To the bow hunters and rifle hunters for that matter, the point I make is killing the deer from a stand is not a particularly big deal, I don't know that its hunting persay or just patience and fortatude, the ability to sit for hours in one spot and wait for the shot that may or may not ever come. Don't get me wrong I have shot plenty of Whitetail from a stand, and some Mule deer, elk and whitetail from my pickup, always does or cows or smaller bucks, I'm not that picky if I'm meat hunting and just want to get it over with. I still hunt for meat only sometimes, and I mostly take high neck or head shots. Ont the other hand when trophy hunting I like to get out after them on their terms and cover a lot of ground or slow stalk them in the thick stuff.If I am trophy hunting I want to earn it and I have passed some pretty big bucks because they were standing beside the dirt road and I was in the truck. I usually return later and try to walk them up however.

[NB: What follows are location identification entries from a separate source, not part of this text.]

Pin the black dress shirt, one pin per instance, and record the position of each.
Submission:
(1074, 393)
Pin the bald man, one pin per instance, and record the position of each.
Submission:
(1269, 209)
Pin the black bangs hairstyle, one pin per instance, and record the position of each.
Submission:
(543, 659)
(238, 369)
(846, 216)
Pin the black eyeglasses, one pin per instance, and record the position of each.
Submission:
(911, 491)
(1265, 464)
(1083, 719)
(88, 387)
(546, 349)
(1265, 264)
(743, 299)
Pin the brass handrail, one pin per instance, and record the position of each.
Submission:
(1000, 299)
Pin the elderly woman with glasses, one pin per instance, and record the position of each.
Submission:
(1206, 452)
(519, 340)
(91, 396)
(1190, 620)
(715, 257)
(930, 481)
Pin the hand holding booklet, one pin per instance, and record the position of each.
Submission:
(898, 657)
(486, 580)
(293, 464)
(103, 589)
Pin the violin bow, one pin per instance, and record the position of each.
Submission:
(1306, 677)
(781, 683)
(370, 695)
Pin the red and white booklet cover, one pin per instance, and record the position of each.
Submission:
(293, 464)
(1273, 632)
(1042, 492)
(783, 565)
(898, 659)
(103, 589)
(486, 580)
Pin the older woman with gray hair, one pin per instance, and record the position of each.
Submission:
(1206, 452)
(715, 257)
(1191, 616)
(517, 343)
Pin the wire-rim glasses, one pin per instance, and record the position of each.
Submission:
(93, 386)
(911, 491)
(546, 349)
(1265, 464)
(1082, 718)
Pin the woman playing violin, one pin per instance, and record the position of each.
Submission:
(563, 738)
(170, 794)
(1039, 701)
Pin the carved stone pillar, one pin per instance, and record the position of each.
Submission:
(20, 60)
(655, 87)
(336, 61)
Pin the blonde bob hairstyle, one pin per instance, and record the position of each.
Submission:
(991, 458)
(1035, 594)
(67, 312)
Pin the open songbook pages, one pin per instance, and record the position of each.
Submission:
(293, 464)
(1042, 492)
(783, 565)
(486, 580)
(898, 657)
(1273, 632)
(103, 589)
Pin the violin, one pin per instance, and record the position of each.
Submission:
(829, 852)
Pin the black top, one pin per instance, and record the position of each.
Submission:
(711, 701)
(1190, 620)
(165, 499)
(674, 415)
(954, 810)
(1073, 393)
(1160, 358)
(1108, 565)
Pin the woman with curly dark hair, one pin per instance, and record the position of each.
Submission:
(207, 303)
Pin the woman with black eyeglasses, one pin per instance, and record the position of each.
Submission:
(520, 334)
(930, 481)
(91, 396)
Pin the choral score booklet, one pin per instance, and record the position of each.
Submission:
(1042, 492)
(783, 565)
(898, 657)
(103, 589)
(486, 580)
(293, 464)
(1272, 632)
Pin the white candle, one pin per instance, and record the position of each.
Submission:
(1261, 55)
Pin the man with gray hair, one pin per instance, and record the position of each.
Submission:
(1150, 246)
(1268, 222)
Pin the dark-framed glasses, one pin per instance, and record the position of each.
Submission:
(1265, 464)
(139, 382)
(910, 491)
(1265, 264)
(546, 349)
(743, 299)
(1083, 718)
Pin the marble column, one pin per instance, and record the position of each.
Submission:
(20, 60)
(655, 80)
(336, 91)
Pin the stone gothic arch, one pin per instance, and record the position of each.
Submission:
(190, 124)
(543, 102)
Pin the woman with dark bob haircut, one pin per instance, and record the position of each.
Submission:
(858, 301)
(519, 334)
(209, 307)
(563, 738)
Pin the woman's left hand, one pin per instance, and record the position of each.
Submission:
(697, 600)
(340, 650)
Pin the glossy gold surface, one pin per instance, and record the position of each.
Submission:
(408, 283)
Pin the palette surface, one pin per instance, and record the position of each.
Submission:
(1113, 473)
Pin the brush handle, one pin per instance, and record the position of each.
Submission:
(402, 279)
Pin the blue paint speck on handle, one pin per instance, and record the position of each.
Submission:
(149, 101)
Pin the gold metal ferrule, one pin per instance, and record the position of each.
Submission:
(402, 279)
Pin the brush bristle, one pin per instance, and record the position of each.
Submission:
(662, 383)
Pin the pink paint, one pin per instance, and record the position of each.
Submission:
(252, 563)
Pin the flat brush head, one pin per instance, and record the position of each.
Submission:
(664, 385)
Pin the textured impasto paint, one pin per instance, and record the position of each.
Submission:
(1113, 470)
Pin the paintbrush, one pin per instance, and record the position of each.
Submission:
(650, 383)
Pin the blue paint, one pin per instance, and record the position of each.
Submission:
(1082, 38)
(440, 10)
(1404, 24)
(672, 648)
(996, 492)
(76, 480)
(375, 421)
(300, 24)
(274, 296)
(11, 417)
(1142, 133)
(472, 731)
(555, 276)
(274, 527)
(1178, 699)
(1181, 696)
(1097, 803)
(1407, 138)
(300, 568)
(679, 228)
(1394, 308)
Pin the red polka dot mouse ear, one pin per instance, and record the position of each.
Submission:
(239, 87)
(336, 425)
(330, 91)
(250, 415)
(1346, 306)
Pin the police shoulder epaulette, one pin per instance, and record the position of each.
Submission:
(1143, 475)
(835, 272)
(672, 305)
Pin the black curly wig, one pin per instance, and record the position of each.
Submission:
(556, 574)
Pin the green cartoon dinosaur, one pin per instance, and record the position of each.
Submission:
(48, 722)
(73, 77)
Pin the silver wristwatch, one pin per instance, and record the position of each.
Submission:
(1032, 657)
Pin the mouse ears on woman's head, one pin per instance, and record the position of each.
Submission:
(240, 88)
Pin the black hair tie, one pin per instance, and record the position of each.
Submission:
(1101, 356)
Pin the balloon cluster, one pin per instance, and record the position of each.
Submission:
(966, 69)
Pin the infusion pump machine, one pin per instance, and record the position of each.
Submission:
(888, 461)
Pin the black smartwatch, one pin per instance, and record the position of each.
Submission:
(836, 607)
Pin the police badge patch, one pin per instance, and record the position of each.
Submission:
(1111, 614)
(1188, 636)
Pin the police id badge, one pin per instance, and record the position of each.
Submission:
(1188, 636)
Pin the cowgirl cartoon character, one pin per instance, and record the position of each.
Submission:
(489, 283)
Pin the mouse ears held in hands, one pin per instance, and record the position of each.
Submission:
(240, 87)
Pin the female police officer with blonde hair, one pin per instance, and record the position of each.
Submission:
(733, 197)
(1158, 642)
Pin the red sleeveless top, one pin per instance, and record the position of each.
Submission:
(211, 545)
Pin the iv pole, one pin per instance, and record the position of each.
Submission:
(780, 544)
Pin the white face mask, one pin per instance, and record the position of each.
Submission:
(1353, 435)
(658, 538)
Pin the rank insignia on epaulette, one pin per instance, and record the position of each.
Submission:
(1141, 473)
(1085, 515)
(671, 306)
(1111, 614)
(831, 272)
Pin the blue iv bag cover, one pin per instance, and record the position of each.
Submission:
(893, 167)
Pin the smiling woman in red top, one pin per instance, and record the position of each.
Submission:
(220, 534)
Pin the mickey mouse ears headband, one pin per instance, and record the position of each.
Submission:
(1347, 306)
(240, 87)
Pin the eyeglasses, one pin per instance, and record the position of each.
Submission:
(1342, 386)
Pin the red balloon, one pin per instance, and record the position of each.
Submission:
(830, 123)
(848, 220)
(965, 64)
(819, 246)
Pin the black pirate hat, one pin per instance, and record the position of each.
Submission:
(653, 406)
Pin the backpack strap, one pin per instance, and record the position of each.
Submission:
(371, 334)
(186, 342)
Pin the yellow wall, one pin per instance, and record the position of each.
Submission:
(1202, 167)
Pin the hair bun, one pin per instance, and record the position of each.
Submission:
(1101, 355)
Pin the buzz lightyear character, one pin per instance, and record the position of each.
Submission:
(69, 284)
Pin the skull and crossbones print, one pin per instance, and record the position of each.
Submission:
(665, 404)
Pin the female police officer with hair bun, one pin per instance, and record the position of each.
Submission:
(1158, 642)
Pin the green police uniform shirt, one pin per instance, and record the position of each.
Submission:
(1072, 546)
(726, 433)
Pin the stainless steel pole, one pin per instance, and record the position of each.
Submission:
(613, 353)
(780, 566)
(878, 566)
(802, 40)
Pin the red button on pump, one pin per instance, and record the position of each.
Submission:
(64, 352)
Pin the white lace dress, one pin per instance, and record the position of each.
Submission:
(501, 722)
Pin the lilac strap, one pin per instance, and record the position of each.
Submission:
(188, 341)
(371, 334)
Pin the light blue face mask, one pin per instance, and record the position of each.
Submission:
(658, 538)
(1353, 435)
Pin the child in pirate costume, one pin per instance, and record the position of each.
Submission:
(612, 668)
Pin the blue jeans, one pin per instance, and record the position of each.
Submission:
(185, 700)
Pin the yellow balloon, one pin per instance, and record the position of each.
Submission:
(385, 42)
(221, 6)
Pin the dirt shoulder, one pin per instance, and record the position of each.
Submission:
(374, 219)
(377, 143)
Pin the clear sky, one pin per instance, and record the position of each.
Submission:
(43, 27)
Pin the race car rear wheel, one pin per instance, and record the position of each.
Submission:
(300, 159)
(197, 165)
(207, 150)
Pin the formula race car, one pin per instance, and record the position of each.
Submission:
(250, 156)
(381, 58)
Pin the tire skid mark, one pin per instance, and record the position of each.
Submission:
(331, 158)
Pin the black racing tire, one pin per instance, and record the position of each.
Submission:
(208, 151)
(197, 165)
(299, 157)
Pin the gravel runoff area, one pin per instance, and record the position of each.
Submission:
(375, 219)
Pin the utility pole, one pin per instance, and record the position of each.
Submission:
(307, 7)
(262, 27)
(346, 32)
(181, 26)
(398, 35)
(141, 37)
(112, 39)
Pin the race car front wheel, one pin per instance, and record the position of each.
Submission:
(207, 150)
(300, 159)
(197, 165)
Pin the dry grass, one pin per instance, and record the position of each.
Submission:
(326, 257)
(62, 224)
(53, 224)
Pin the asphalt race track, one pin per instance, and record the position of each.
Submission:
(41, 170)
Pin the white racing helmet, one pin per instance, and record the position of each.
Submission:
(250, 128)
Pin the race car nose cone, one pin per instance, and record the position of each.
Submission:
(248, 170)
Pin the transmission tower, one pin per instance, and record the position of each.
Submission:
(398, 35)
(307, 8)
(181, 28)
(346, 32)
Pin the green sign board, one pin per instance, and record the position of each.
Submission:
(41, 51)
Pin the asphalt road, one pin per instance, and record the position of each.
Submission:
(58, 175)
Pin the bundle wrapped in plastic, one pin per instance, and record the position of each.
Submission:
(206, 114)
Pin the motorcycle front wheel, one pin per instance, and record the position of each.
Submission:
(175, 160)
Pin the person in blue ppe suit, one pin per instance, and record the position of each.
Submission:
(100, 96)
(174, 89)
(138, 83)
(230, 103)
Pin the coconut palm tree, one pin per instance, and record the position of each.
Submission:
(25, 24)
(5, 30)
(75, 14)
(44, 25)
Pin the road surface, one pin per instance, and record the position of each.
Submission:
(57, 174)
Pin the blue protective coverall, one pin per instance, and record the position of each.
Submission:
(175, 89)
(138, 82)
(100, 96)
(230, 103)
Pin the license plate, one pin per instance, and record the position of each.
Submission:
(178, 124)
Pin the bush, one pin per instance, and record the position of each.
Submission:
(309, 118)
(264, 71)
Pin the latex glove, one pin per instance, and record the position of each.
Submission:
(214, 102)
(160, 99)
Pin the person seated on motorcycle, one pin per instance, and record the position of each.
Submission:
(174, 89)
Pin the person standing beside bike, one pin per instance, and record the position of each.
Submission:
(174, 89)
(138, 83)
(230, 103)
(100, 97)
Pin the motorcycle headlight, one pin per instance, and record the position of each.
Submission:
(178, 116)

As to fenced deer being fenced deer, that is just wrong and an assumption..Hunting deer on a fenced 50,000 ac. ranch in the Texas lower Rio Grande Valley is a fair chase hunt and like some have said the big bucks go nocturnal and some of them die of old age and the horns become pickups for decorating the gate.

As to the original posts, I watched a goat hunt yesterdays and the kid shooting shot his goat twice at over 900 yards with a rifle disigned to do that, its also designed to wound and it takes hunting out of the spectrum IMO..I don't care how good a shot you are, or how many animals you kill at long range you will wound them from time to time, too many varibles can come into play..I don't see that as sportsmanship, but it sure is an ego trip and at the expense of a fine game animal that you fail to respect IMO...

Most of the shows I see as unrealistic to the sport of hunting.